Now Renault has resurrected its Alpine sports car brand with a new car that reflects that history and design from over fifty years ago. Designed to take on the likes of the Porsche 718 Cayman, the waiting public will see the production-ready Alpine in action first at the Goodwood Festival of Speed next month.

 

The Alpine A110 is equipped with a new 1.8L 4-cylinder turbocharged engine developed by the Renault-Nissan Alliance. Alpine’s engineers, together with Renault Sport, have customized this engine for Alpine, with specific air intake, turbocharger, exhaust system and engine tune.

 

Renault Alpine, side view, in woodland.

 

The engine has a maximum power output of 252hp and maximum torque of 320Nm. A Low weight gives the A110 an excellent power-to-weight ratio of 233hp:tonne which enables the car to accelerate from 0 to 62mph in only 4.5 seconds.

 

The engine is paired with a Getrag 7-speed wet-clutch DCT gearbox, with gear ratios specifically developed for Alpine to ensure optimal performance at all times. Aided by intensive use of fluid dynamics simulation, the lightweight, single exit active sports exhaust system in the A110 has been developed for performance and that all-important sound quality.

 

Renault Alpine Interior dashboard

 

In search of a combination of sleek lines and excellent performance, Alpine’s engineers turned to the world of racing cars and supercars to optimize the aerodynamics of the A110. With a completely flat floor and a functional diffuser under the rear bumper, the A110 combines low drag with significant downforce. This allows the A110 to reach an electronically limited 155mph top speed, while retaining a smooth ‘Alpine’ profile. This negates the need for a rear spoiler.

Air inlets in the front bumper create a curtain along the front wheel wells, improving air flow around the front wheels and hence reducing drag.

 Renault Alpine Rear View

 

The sports car has three driver modes (Normal, Sport, Track) in which the engine and gearbox settings, steering, ESC, exhaust note and driver display are adapted to suit the driving conditions and the driver’s mood.

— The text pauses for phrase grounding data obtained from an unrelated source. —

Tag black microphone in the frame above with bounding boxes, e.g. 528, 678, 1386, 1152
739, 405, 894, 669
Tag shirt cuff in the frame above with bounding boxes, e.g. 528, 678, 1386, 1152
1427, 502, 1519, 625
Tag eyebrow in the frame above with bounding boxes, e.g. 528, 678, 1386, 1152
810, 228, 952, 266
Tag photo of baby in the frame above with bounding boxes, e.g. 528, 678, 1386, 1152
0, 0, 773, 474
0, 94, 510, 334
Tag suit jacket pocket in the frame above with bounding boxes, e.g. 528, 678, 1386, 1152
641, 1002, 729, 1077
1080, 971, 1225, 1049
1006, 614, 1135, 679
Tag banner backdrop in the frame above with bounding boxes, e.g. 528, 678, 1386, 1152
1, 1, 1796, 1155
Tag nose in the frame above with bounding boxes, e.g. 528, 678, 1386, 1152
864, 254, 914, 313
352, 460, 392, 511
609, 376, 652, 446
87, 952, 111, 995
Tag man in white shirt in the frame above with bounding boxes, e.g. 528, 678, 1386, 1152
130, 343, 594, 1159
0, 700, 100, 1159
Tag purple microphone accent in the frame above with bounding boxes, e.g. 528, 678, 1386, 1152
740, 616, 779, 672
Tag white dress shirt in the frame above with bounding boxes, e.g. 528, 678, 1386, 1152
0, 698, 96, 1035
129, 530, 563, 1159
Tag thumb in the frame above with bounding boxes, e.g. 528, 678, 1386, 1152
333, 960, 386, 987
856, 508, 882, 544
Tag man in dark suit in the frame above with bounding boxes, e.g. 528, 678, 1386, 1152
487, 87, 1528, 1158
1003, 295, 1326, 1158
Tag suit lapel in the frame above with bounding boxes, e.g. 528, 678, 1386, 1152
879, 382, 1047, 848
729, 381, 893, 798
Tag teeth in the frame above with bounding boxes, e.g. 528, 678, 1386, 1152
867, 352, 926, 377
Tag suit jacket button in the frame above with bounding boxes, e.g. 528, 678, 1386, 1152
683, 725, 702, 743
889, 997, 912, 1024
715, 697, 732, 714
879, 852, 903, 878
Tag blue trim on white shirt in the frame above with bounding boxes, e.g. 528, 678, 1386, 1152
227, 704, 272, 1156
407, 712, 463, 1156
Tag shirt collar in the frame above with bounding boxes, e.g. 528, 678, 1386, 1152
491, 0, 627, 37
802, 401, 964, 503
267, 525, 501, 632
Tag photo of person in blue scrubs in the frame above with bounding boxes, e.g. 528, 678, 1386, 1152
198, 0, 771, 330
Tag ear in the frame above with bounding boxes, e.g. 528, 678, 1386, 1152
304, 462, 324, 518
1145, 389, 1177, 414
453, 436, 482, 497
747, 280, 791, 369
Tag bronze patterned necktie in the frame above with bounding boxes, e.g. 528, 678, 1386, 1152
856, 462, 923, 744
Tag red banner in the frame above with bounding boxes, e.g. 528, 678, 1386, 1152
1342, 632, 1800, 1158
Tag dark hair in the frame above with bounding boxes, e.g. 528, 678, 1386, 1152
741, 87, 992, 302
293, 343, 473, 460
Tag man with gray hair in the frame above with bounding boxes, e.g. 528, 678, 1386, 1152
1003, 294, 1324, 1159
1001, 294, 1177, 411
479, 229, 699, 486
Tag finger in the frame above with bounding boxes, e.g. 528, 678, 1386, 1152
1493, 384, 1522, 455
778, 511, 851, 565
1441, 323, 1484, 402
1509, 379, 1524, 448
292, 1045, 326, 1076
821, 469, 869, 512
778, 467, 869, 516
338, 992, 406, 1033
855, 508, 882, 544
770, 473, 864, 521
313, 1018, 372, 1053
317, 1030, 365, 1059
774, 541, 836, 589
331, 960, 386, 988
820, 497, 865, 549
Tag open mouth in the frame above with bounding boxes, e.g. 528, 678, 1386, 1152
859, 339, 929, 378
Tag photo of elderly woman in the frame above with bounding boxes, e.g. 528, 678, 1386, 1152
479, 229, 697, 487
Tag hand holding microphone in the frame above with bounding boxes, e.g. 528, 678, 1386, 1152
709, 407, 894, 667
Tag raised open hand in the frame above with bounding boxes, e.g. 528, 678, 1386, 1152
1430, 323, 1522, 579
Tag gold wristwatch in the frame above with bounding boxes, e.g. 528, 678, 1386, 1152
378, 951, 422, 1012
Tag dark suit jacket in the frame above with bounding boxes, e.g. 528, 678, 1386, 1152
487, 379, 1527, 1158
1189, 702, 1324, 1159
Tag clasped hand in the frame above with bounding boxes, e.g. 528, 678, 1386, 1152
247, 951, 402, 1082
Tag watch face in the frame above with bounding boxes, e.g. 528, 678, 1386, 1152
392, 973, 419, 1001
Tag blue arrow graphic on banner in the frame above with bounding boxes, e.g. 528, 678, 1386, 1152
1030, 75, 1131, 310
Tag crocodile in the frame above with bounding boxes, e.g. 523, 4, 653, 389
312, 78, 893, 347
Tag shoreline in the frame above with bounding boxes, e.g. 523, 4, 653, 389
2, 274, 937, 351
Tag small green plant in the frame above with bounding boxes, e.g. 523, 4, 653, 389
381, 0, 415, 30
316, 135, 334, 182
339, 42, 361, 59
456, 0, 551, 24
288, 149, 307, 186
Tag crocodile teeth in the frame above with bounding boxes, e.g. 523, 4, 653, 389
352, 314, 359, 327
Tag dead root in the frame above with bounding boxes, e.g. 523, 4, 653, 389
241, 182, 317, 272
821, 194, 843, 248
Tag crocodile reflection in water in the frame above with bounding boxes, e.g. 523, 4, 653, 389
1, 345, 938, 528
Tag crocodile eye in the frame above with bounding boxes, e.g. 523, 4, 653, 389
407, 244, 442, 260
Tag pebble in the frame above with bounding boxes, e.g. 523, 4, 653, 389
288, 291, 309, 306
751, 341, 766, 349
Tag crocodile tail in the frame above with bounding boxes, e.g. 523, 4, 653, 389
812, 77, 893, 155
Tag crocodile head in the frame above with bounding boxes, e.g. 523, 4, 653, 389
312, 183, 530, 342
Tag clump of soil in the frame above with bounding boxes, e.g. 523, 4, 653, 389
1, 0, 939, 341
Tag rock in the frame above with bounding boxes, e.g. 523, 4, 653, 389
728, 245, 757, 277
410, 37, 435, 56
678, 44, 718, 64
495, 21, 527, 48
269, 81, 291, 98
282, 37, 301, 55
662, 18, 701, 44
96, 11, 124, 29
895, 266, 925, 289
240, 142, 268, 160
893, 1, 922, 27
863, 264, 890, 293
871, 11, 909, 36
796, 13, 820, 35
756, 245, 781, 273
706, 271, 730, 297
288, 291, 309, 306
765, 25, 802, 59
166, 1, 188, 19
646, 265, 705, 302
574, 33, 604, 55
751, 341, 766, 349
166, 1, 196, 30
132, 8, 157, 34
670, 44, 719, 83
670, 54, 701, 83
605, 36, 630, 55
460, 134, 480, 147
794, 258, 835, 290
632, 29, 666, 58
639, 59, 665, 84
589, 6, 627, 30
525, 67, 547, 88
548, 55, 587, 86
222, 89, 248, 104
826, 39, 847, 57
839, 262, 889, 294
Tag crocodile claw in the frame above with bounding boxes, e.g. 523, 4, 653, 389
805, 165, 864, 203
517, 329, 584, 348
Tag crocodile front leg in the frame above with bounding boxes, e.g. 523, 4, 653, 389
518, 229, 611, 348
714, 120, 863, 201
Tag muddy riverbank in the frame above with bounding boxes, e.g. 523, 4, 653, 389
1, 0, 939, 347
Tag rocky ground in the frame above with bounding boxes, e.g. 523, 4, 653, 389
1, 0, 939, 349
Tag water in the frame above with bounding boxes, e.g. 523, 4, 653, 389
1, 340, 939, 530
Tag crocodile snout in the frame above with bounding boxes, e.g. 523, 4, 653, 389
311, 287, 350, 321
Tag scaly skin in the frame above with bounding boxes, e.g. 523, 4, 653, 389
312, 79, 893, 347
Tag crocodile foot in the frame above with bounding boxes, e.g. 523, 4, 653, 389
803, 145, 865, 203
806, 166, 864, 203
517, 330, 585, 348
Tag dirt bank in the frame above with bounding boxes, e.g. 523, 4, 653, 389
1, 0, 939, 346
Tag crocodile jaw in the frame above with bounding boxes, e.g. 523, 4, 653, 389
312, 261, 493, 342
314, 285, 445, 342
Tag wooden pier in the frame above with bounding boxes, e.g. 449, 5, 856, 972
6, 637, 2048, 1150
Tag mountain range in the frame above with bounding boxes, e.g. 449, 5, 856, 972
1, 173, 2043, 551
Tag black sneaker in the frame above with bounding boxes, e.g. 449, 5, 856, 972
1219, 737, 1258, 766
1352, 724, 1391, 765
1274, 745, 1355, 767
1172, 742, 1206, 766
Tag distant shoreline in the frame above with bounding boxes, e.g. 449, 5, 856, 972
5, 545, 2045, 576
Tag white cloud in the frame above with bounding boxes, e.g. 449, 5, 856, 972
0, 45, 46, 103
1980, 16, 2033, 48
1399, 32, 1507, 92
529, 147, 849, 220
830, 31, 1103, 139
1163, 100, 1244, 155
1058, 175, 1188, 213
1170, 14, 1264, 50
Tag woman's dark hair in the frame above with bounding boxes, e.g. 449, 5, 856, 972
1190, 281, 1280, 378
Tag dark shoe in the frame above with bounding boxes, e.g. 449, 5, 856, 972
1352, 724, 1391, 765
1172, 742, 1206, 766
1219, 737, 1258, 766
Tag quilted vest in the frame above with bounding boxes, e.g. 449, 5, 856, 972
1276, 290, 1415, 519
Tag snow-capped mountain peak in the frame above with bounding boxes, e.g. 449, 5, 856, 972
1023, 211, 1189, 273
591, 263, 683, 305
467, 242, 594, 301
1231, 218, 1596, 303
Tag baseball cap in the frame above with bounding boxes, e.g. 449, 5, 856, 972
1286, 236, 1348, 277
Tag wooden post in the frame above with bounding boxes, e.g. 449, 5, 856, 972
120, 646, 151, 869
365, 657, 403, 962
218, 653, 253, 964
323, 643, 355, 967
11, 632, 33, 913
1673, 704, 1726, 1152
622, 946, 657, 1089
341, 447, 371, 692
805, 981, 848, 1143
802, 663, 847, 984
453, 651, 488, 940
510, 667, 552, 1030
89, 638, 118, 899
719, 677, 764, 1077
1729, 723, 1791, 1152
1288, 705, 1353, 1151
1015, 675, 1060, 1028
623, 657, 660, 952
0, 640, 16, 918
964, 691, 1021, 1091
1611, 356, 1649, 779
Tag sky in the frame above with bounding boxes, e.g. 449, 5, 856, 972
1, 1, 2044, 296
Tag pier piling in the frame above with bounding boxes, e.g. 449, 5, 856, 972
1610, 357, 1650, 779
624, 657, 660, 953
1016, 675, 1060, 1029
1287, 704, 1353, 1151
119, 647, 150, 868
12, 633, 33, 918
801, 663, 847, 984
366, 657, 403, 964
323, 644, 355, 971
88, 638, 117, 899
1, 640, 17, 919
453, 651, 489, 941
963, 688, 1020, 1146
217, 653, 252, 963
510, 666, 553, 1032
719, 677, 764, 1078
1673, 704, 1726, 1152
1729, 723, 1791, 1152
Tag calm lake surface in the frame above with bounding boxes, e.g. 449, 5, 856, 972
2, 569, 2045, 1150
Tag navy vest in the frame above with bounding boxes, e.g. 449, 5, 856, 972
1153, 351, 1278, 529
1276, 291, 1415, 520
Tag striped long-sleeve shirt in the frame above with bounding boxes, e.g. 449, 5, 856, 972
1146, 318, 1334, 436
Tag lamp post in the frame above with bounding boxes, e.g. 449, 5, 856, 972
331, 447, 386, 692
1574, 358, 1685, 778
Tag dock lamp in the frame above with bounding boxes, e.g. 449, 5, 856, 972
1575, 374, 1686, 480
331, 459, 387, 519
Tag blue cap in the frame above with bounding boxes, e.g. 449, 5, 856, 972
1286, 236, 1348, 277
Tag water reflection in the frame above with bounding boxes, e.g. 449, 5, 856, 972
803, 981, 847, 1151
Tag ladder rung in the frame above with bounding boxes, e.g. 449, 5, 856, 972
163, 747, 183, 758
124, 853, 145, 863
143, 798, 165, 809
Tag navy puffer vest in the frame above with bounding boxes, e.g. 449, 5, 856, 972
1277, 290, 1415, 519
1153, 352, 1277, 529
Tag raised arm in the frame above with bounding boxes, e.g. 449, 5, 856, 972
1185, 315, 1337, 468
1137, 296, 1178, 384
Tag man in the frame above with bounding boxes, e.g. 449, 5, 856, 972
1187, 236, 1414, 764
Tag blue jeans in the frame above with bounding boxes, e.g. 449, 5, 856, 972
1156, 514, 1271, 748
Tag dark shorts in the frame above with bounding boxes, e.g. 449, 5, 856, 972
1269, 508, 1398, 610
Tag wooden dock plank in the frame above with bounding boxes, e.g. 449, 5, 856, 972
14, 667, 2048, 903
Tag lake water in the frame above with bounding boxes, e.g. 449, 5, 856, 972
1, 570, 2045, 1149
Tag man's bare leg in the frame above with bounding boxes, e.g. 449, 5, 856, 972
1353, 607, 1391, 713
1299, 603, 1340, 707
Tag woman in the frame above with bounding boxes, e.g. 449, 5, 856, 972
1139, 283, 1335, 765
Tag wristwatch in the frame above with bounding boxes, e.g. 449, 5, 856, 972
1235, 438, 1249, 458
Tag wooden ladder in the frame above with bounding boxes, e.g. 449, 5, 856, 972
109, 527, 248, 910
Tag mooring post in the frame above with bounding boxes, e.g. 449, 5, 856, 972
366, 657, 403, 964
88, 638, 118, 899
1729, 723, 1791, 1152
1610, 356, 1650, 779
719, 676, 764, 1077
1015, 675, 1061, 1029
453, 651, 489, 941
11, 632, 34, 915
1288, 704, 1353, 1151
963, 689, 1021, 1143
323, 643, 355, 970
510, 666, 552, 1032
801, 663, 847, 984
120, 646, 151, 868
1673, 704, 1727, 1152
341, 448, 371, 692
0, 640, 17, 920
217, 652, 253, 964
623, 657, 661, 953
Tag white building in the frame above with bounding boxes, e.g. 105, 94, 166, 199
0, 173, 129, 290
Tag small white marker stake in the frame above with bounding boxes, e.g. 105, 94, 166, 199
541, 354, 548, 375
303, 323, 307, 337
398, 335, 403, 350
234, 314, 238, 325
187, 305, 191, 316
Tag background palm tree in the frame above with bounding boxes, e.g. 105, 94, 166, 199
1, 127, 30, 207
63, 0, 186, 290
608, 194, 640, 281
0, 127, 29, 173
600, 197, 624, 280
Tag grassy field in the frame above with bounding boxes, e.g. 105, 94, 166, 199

Just looking at the car will give enthusiasts some idea of what that mood will be.

 

The 2017 Alpine A110 was officially launched at this year’s Geneva Motor Show. It combines those timeless Alpine principles of light weight, agility and performance. This hugely desirable mid-engine two-seater sports coupé is true to the spirit of its predecessors and in particular the A110 ‘Berlinette’. Left-hand drive versions will be available later this year and right-hand drive for the UK (price estimated to be around £50,000) and elsewhere will arrive in early 2018. Alpine clearly intends to claim its position in the sports car segment. The company offers just one, single-minded promise: driving pleasure.